The techniques and mechanisms of the present disclosure provide for new hardware and computational systems that are required to measure plant weight in hydroponic grow systems. According to various embodiments, the combined weight of hydroponic grow modules that grow plants using a small amount of water covering the roots is accessible via automated robotic systems. However, the individual weights of grow infrastructure, plant mass, and available water are convolved. According to various embodiments, the amount of water in a growing tray can be estimated separately by slightly tipping the module, allowing water to move to one side, and measuring the weight at each of the corners of the module. After controlling for unevenness of the surface where the module is held, a machine learning model predicts the amount of water in a grow module and, subsequently, the plant mass. Reliable estimation of plant mass and water volume allows for both maintenance of precise amounts of water in growing trays and estimation of harvestable product in the grow space.

EXAMPLE EMBODIMENTS

In some embodiments, bountiful, efficient production of crops with hydroponic grow systems requires careful management of water and nutrients. One technique of hydroponic cultivation involves growing plants in a small tray with support hardware and a thin film of water. Maintaining an appropriate level of water is paramount to plant health. Too much water leads to overflowing or sloshing when the tray is moved.
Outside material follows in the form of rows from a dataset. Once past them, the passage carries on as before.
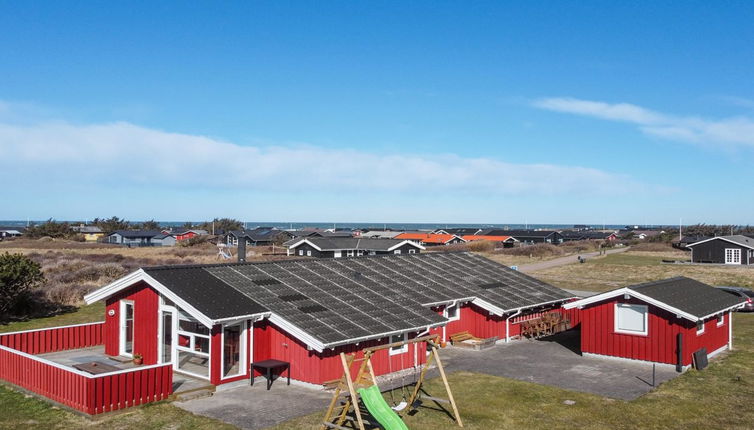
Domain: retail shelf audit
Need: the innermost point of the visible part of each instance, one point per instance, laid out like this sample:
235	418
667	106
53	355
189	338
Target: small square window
452	312
631	319
399	349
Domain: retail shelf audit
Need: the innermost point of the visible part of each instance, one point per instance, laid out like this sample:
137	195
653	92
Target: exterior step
197	393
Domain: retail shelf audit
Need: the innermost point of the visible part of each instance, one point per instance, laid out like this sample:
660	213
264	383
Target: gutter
507	326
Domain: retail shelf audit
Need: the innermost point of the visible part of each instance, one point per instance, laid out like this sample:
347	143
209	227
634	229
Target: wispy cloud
728	132
126	154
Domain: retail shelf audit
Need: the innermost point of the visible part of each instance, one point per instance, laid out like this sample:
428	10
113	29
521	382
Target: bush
18	275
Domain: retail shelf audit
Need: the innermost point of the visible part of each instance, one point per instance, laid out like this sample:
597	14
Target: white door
732	256
126	328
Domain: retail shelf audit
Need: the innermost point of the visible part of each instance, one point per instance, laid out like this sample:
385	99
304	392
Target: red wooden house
663	322
212	322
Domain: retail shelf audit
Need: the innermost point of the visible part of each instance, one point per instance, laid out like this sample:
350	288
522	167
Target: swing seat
400	406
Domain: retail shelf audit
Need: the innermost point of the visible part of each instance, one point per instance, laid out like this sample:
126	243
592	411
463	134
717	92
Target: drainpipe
507	326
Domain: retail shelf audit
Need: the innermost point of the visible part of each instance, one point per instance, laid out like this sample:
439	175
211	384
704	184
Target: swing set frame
337	415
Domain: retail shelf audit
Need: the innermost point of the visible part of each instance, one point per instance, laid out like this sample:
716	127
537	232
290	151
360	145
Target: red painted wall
310	366
659	345
146	306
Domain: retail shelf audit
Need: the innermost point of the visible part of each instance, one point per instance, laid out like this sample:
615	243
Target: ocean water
351	225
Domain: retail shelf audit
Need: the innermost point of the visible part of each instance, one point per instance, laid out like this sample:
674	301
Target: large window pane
232	350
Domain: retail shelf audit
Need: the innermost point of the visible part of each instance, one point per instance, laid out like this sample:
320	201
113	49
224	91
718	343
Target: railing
54	339
92	394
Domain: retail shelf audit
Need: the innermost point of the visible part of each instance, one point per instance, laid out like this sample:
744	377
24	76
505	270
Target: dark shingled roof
336	300
207	294
688	295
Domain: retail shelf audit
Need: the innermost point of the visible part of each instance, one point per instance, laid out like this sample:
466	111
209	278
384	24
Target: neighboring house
685	241
504	241
260	236
133	237
10	232
642	234
530	236
380	234
431	239
570	235
163	239
737	249
324	247
91	233
212	321
460	231
663	321
188	234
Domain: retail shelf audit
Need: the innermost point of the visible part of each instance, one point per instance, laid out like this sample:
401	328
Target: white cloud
728	132
126	154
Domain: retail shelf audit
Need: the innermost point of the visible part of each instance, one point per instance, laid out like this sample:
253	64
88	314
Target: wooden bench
465	339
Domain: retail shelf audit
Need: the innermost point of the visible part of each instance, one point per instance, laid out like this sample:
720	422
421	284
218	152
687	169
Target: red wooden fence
54	339
93	394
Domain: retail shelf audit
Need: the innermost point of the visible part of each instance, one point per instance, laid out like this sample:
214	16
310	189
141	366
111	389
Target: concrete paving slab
555	361
253	407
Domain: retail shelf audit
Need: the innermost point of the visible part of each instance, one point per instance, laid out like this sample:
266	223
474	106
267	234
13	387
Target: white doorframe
734	257
174	322
122	328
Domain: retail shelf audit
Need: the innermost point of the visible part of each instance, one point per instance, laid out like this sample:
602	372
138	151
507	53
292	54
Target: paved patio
552	361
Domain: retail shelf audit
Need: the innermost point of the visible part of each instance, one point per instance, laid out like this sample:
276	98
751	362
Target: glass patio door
167	334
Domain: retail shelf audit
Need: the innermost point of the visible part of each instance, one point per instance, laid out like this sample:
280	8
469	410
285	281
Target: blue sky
448	112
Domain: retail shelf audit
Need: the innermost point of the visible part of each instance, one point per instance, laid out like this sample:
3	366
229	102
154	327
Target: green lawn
85	314
719	397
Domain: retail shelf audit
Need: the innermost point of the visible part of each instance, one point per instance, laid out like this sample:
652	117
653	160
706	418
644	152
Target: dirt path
566	260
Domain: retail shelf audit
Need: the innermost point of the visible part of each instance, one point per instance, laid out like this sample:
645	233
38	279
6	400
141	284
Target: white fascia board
720	238
632	293
488	307
297	332
381	335
406	242
141	275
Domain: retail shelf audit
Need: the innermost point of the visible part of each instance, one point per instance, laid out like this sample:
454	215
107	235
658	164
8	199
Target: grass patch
84	314
634	267
719	397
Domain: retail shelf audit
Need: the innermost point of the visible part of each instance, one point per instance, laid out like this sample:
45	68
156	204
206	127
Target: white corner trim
141	275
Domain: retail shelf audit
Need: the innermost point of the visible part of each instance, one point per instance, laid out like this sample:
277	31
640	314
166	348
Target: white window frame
403	349
242	354
645	310
458	312
733	252
122	328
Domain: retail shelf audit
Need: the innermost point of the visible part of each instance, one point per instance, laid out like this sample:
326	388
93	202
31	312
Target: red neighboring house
506	241
663	322
431	238
188	234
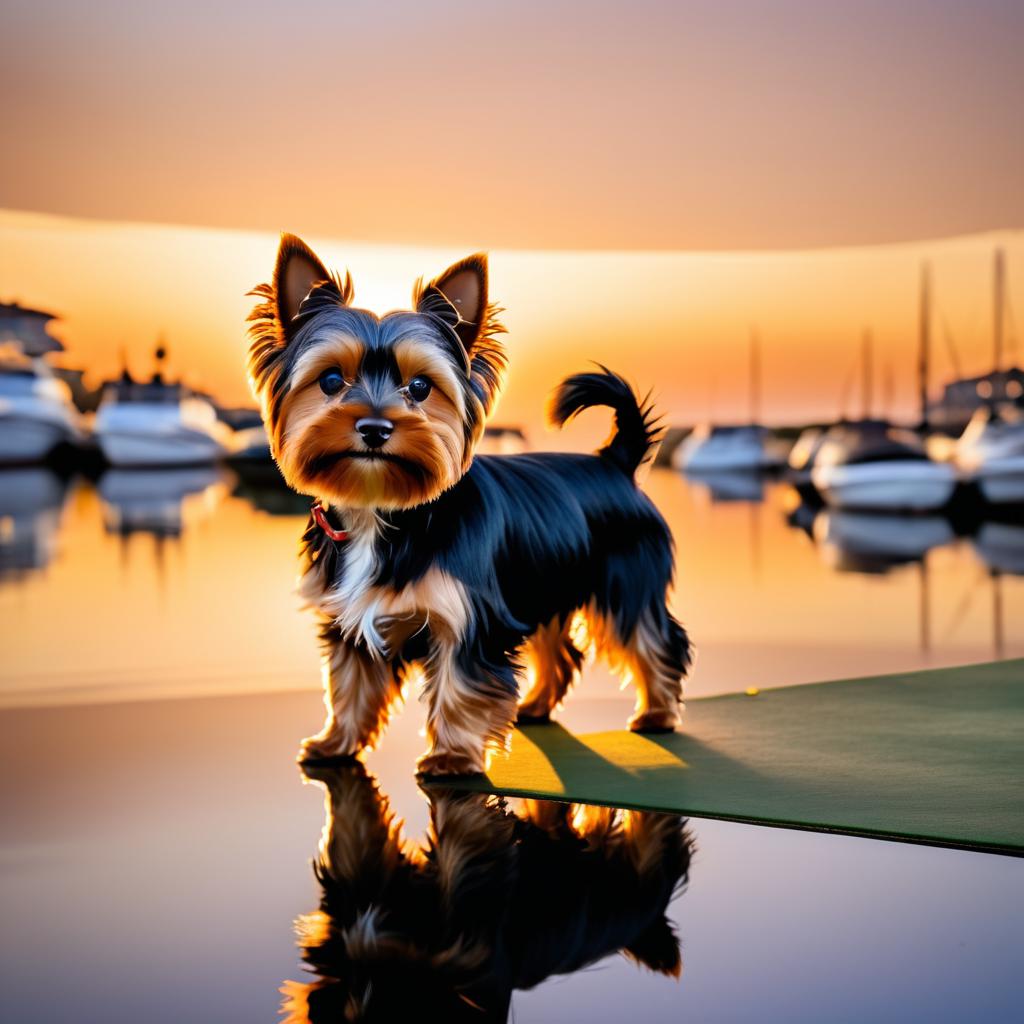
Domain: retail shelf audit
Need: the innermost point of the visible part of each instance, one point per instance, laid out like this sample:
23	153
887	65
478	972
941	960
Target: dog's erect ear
465	286
295	273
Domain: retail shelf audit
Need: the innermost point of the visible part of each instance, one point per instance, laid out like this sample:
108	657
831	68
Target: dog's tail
637	431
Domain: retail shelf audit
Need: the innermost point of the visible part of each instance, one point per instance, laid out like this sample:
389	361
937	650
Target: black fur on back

Too little water leads to drought stress, uneven growth, and poor nutrient mixing. To be able to make adjustments to individual tray water levels with automated robotic systems, the amount of water in each tray must be constantly monitored. However, tracking these levels across at an industrial scale is a difficult task.

According to various embodiments, in order to build a metric of plant mass statistic of plants growing in a grow space at an industrial scale, the model must satisfy a number of constraints to adapt to a fully automated robotic growing system: making the observation must not destroy the sample; sensors should be brought to each sample to make observations in situ; robot observations are as closely tied to physical constraints and factors as possible; and aberrant samples can be flagged as outliers and removed from data processing. These constraints can be achieved by taking observations while lifting and slightly tipping a grow module.

FIG. 1 is a block diagram of an example grow module, in accordance with embodiments of the present disclosure. In some embodiments, one high-throughput measurement of the grow module (102) is to take its weight, as readily measured with an automated robotic system. The weight of this grow module is the sum of three parts: Plant (104), the grow module hardware (106), and the amount of available free water in the growing tray (108). The plant may be composed of, but not limited to, roots, stems, leaves, fruits, and flowers.

In some embodiments, the grow module hardware (106) is composed of a tray (110) and plant support hardware (112). The tray (110) holds water and all grow components as well as provides support for moving and lifting the module. The plant support hardware (112) includes a plastic gutter, composed of multiple narrow channels filled with organic or inorganic grow media. Alternatively, plant support hardware could be foam-based, or any other material or structure, such as baskets or media itself. The weight of these components do not vary over a grow cycle.

In some embodiments, the weight of the grow module hardware (106) is directly observed and constant throughout the lifecycle of the plant. However, the weight of the other components—plant (104) and free water (108)—must be deconvolved from each whole grow module (102) weight measurements.

According to various embodiments, quantifying both plant and water weight is valuable for a number of reasons. In this embodiment of hydroponic growing systems, estimating the amount of water is critical to plant health. At all times, water levels must not be too low, lest the plants desiccate, and water levels must not be too high, to avoid anoxic or flooded conditions experienced by the plant. Accurate water level estimation also ensures the appropriate amount of water is added to the growing tray to avoid overflowing. Knowing the weight of the plant while growing in the grow space is also valuable, as it can be used to estimate the weight of product available out in the grow space.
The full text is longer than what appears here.